Bild: Cyberus Technology
26.01.2018

Sicherheits-Updates für Meltdown müssen von Hardware-Herstellern bis an den Endkunden weitergegeben werden. Das zumindest rät der Mitentdecker dieser Lücke Werner Haas von Cyberus Technology den Elektronikherstellern. Im Gespräch mit der E&E erklärt er auch, warum die Sicherheitslücke Spectre gefährlicher ist.

E&E:

Wie sind Sie auf die Sicherheitslücke Meltdown gestoßen?

Werner Haas:

In einem IT-Blog beschrieb Anders Fogh, Spezialist für Sicherheitsfragen moderner CPUs, wie man durch spekulative Ausführung den Prozessor dazu verleiten könnte, dass dieser Daten, die er nicht weitergeben soll, an die Außenwelt gibt. Fogh sagte aber, dass es bei ihm nicht funktionierte. Mein Kollege Thomas Prescher prüfte das nach und informierte mich, dass dort Daten zugänglich sind, die eigentlich versteckt sein sollten. Das habe ich dann selbst „nachprogrammiert“, um sicherzugehen, dass die Daten nicht doch über einen anderen Kanal geflossen sind. Ich konnte die Sicherheitslücke aber verifizieren.

Auf welche Daten konnten Sie zugreifen?

Wir verwendeten dafür das sogenannte System Call Table. Das ist eine Tabelle, die bestimmt, welcher Programmcode bei einem Funktionsaufruf des Betriebssystems als nächstes ausgeführt wird.

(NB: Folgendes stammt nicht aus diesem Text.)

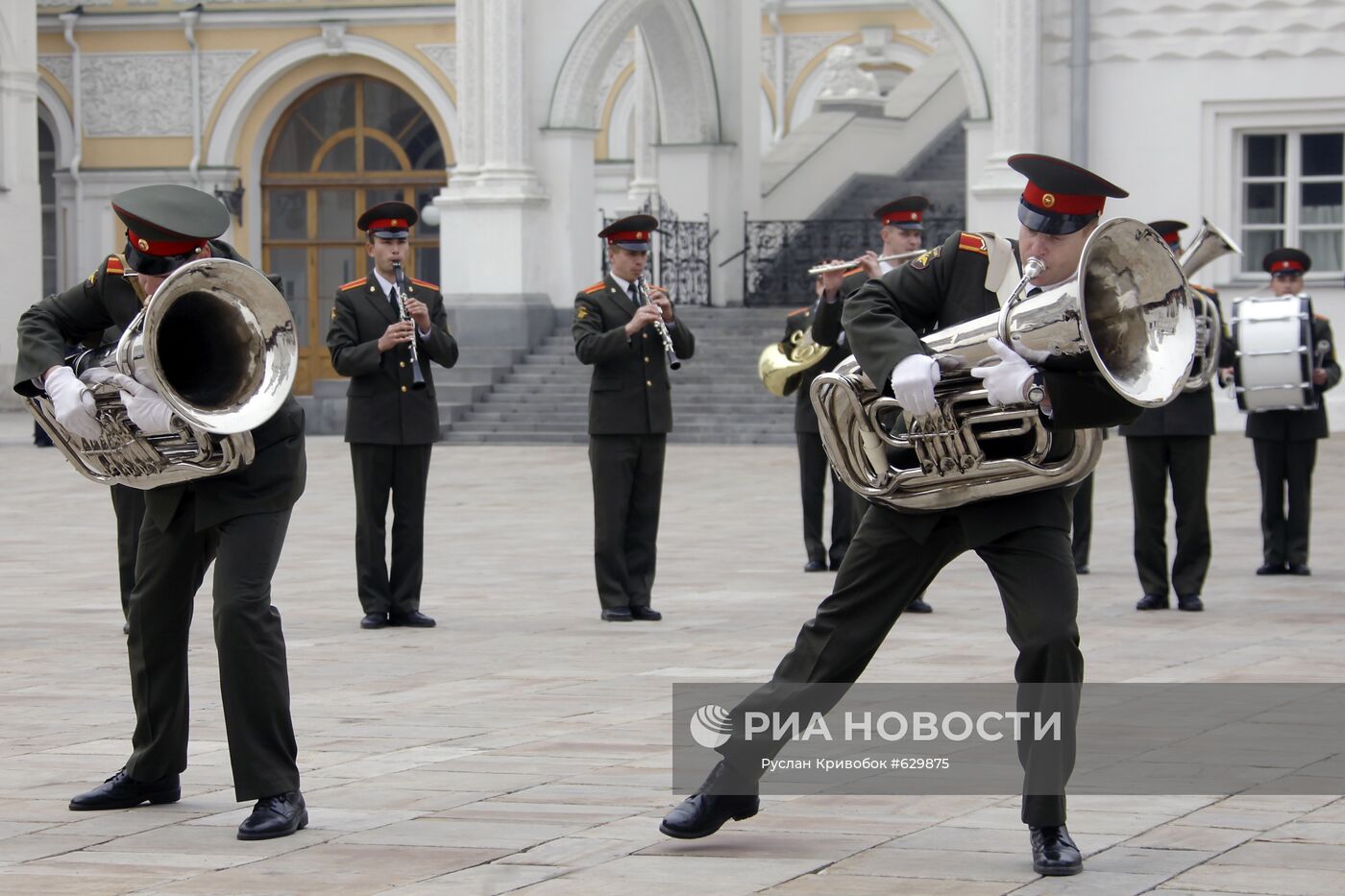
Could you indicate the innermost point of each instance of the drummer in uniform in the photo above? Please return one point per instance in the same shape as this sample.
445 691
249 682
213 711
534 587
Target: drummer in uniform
1284 442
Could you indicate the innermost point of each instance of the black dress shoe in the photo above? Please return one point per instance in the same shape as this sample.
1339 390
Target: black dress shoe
414 619
703 812
279 815
1053 853
124 791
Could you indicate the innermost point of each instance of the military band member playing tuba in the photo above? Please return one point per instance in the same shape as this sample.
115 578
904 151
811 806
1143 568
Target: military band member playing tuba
235 520
1024 539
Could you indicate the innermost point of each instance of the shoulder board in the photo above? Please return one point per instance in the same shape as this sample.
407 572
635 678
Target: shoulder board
972 242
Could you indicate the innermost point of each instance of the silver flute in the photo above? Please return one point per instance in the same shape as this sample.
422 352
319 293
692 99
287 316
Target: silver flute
658 325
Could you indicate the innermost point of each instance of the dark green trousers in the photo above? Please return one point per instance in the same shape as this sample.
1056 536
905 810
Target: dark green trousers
401 472
883 572
253 675
130 506
1286 467
814 472
627 494
1153 462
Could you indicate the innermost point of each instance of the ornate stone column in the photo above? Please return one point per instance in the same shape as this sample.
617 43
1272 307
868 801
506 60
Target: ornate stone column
645 181
20 201
1015 114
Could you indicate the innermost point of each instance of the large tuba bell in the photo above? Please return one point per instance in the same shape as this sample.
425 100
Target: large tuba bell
217 342
1210 242
1125 314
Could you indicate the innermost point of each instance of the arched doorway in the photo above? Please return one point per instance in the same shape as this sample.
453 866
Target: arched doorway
343 145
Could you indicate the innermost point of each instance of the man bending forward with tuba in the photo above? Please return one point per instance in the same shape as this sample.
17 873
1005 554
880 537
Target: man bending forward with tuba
235 521
1022 539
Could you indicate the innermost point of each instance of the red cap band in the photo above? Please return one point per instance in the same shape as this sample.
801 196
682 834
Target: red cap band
1062 204
903 217
164 247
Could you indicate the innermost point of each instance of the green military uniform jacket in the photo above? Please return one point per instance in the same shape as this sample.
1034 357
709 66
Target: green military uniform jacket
271 483
824 322
943 287
629 392
1301 425
380 406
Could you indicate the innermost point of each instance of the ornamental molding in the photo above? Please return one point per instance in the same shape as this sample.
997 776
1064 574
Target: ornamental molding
140 94
444 56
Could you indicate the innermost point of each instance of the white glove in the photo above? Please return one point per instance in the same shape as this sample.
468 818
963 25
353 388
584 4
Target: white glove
73 402
1005 381
144 406
912 383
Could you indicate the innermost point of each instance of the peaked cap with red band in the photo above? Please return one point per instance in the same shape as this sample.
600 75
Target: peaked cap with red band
632 231
1060 197
389 220
905 213
1169 230
167 224
1291 260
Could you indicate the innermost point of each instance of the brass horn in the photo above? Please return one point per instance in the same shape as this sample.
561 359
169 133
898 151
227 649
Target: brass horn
218 343
1126 314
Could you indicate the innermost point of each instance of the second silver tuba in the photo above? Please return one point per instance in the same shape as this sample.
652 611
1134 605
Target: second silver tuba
1126 314
1210 242
218 343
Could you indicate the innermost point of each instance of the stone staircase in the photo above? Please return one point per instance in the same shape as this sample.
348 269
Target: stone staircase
542 399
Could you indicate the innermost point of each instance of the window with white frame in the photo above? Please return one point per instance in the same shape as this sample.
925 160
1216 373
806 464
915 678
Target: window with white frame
1291 195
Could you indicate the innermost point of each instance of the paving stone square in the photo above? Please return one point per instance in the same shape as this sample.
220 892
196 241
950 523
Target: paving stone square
524 745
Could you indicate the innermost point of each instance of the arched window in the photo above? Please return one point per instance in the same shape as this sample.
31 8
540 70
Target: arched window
342 147
47 186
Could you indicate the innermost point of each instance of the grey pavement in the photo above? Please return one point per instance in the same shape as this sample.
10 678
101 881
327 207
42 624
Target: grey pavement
522 745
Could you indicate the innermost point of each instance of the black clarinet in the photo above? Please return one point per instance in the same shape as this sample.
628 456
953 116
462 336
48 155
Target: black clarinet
417 375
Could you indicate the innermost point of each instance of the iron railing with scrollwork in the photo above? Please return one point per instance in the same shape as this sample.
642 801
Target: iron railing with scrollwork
679 254
779 254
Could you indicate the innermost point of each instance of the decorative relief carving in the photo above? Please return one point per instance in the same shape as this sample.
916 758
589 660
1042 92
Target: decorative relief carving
143 94
444 56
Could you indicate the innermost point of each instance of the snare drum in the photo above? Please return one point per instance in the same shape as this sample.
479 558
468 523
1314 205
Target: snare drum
1274 368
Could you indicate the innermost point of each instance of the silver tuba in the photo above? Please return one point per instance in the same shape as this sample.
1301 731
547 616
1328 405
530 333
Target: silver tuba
1126 314
218 343
1210 242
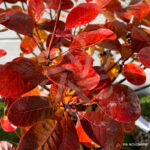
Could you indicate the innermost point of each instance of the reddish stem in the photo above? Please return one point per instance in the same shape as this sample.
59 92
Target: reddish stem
54 30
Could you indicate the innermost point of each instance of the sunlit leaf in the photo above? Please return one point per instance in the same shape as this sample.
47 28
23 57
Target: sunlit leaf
134 74
109 65
28 45
53 4
83 137
82 14
4 145
86 39
6 125
144 56
120 103
36 9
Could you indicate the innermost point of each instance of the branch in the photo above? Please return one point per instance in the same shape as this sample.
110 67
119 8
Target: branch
144 87
54 30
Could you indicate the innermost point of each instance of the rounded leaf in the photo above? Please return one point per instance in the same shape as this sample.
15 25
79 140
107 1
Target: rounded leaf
102 130
6 125
120 103
134 74
29 110
2 53
82 14
19 76
144 56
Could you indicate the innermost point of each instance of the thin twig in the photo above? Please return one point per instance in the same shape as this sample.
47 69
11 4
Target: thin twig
22 6
54 30
41 43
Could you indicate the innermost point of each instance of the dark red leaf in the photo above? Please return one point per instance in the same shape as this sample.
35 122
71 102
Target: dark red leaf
120 103
139 10
128 127
17 21
44 135
70 138
2 53
19 76
70 75
4 145
134 74
36 9
102 130
83 137
86 39
102 3
46 24
53 4
29 110
144 56
6 125
77 57
28 45
82 14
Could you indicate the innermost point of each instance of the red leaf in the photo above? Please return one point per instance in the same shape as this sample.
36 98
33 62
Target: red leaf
82 14
70 138
17 21
102 130
29 110
120 103
102 3
28 45
46 24
4 145
44 135
144 56
6 125
113 5
70 75
53 4
77 57
139 39
105 81
36 9
2 53
139 10
19 76
83 137
128 127
86 39
134 74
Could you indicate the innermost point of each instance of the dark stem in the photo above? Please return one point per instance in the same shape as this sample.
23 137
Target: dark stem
23 6
54 30
144 87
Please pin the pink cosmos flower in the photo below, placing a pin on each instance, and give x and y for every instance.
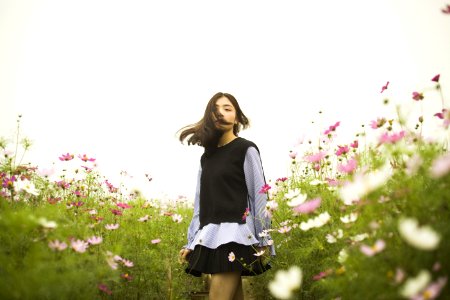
(441, 114)
(308, 206)
(95, 240)
(265, 188)
(79, 246)
(432, 291)
(349, 167)
(246, 213)
(372, 250)
(322, 274)
(111, 226)
(417, 96)
(66, 157)
(332, 182)
(259, 253)
(104, 288)
(143, 219)
(231, 257)
(384, 87)
(57, 245)
(284, 229)
(85, 158)
(342, 150)
(385, 138)
(331, 128)
(314, 158)
(377, 123)
(123, 205)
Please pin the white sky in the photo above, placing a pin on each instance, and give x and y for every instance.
(117, 79)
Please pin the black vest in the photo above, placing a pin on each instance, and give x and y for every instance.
(223, 191)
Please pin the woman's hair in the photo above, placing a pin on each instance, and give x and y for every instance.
(204, 132)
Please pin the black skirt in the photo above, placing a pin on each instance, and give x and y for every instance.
(211, 261)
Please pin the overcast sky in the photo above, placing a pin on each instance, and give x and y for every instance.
(117, 79)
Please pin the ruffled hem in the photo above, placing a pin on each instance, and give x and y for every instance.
(210, 261)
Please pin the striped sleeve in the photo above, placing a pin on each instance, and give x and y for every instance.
(254, 177)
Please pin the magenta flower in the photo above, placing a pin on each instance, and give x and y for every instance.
(64, 185)
(292, 154)
(314, 158)
(436, 77)
(57, 245)
(66, 157)
(322, 274)
(384, 87)
(342, 150)
(126, 276)
(104, 288)
(127, 263)
(265, 188)
(332, 128)
(111, 187)
(349, 167)
(123, 205)
(308, 206)
(372, 250)
(385, 138)
(85, 158)
(111, 226)
(246, 213)
(9, 182)
(79, 246)
(95, 240)
(417, 96)
(116, 212)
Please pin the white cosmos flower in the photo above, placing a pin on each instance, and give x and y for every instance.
(423, 238)
(297, 200)
(363, 184)
(47, 224)
(414, 285)
(349, 218)
(342, 256)
(318, 221)
(27, 186)
(316, 182)
(292, 193)
(286, 282)
(359, 237)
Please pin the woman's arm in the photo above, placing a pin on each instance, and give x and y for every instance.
(195, 222)
(254, 177)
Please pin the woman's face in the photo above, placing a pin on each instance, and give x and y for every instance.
(225, 116)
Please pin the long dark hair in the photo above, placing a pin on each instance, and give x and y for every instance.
(204, 132)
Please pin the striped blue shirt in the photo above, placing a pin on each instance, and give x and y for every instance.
(254, 231)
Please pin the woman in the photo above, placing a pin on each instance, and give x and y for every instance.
(228, 234)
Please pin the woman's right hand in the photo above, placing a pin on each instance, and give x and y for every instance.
(183, 255)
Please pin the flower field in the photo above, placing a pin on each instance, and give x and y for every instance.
(364, 219)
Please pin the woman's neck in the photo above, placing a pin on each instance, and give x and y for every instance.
(226, 138)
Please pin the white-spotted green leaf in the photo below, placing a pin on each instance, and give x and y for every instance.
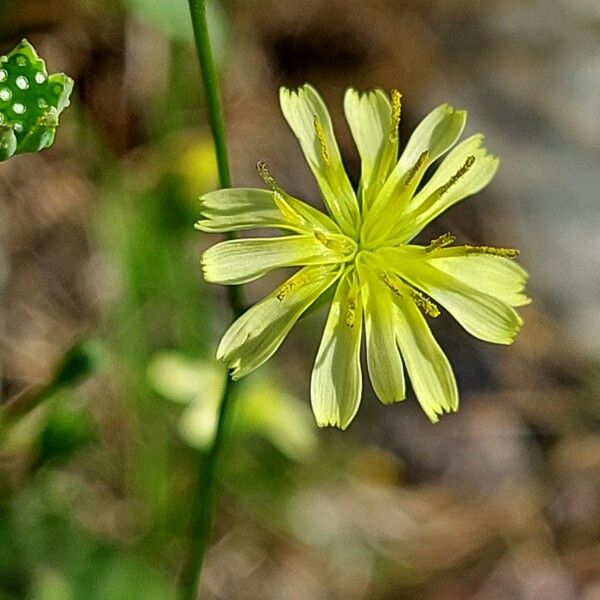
(30, 101)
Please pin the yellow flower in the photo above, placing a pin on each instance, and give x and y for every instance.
(383, 282)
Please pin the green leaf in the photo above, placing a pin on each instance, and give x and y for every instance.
(30, 102)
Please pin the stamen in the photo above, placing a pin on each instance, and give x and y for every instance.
(327, 242)
(287, 211)
(421, 162)
(444, 240)
(427, 305)
(339, 243)
(322, 139)
(396, 111)
(290, 286)
(390, 284)
(266, 176)
(468, 164)
(504, 252)
(351, 313)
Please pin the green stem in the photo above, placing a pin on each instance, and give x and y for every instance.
(205, 497)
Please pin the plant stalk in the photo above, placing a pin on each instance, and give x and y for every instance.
(206, 494)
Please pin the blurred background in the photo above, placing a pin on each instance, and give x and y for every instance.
(107, 331)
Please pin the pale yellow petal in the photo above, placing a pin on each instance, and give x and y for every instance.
(336, 381)
(256, 335)
(383, 357)
(483, 316)
(428, 367)
(240, 261)
(433, 137)
(233, 209)
(309, 119)
(374, 129)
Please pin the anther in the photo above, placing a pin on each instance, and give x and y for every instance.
(286, 210)
(322, 140)
(391, 285)
(427, 305)
(416, 168)
(328, 243)
(441, 242)
(266, 176)
(289, 287)
(504, 252)
(351, 313)
(468, 164)
(396, 111)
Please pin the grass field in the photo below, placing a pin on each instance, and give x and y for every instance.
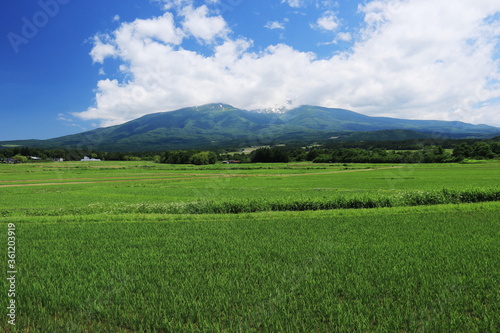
(135, 247)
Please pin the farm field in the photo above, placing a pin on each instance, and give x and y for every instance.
(143, 247)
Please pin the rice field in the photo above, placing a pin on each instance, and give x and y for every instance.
(143, 247)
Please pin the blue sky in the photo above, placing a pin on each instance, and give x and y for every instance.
(67, 66)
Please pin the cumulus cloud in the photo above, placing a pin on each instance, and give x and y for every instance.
(328, 22)
(293, 3)
(274, 25)
(417, 59)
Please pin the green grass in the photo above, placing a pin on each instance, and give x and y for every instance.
(410, 269)
(143, 247)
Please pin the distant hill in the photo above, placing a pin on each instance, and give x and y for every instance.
(215, 125)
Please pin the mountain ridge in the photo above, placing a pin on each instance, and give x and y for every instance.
(219, 124)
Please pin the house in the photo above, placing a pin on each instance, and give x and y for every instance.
(87, 159)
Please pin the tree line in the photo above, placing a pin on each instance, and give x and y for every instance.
(479, 150)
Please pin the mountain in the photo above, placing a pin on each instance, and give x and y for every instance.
(215, 125)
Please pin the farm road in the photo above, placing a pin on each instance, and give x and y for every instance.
(98, 180)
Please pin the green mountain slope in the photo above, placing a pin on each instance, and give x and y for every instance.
(215, 125)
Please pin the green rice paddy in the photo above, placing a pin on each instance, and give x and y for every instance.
(143, 247)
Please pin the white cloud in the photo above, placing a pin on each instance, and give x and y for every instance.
(293, 3)
(328, 21)
(418, 59)
(344, 36)
(274, 25)
(199, 24)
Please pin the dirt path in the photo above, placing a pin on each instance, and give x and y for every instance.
(98, 180)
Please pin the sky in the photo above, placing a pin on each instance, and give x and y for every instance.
(68, 66)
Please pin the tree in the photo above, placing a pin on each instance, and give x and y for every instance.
(482, 150)
(462, 151)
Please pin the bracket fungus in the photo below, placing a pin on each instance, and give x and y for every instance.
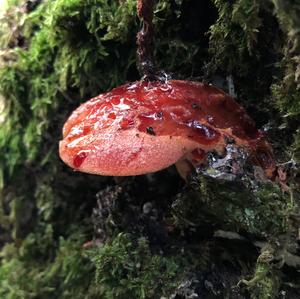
(146, 126)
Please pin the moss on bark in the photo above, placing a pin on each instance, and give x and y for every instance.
(175, 241)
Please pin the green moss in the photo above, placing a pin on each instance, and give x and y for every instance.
(66, 51)
(265, 282)
(126, 268)
(232, 206)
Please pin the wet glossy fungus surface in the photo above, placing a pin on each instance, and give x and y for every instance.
(193, 111)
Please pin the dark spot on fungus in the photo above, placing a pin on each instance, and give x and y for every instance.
(150, 131)
(159, 114)
(195, 106)
(79, 158)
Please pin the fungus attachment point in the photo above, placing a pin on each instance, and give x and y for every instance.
(146, 126)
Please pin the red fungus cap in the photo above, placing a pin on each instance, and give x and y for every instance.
(143, 127)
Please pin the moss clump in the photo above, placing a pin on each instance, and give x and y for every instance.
(62, 52)
(126, 268)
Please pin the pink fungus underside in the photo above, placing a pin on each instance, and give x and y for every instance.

Das Betriebssystem sieht anhand einer Nummer, die vergeben wird, welcher Befehl zu dieser Funktion gehört und wohin es mit den Befehlen geht. Als Anwender kann man nicht direkt in die Funktionen eines Betriebssystems hineinspringen. Das wäre nämlich auch eine Schutzverletzung. Der Anwender muss dem Betriebssystem natürlich einen Befehl geben können, doch ihm sollte verborgen sein, an welche Adresse dieser geht. Wir stellten jedoch fest, dass wir diese Adressen auslesen konnten. Der Schutzmechanismus in der Hardware ist der Gleiche, egal ob es sich um Daten oder Programmadressen handelt. Das heißt, wenn wir schon bei diesen Adressen die Schutzverletzung aushebeln konnten, dann können wir das mit allen Daten, auch mit Passwörtern oder Kreditkarteninformationen.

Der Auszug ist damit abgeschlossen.